Make Clickable Links Obvious

If you’re including a link somewhere on your site, it’s because you want users to take action. However, all too often brands fail to make it obvious that their links and buttons are clickable, creating an obstacle for the user that could easily be avoided.

There are plenty of cues you can provide to make users aware of clickable content. Most people recognize links through font formatting—usually color and underlining. Buttons, on the other hand, should have a shadow that increases on both hover and click.

Most importantly, stay consistent sitewide with your link and button formatting. The last thing you want to do is confuse users about how to access information by making clickable material hard to recognize.

Embrace White Space

You may feel that your website is a piece of real estate that should be filled to the brim with information about your company and its services. After all, you’re paying to have this little section of the Internet devoted to your brand! However, white space has value too. In fact, it’s a critical component of good design and a positive user experience.

If you’ve ever landed on a website cluttered with words and pictures, you know how frustrating it can be to navigate a page with too little white space. Nonetheless, it can be tough to acknowledge this reality when your main goal is to give your customers enough information to drive a conversion.

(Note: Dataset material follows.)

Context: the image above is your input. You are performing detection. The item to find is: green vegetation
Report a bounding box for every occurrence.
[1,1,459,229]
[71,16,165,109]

Think of your website more as virtual office space for your brand, rather than an encyclopedia. Just as you’d want your office to appear tidy and organized to potential customers, it’s even more important for your website to give users plenty of space to focus their attention and digest the information you’re presenting.

Prioritize Consistency

A lack of consistency from page to page on your site isn’t just an aesthetic issue—it can actually be a trust issue for wary users. When heading sizes, font types, coloring, and spacing changes from page to page, users may become concerned that they’ve clicked through to another site. This leads them to mistrust the information they’re reading and lower the value that they place on the products and services they find on your site.

Prevent confusion and missed opportunities for conversion by ensuring the site design retains a consistent theme throughout all pages. From your home page to individual product pages to testimonials, a consistent theme should be the through-line connecting the different elements of your site together.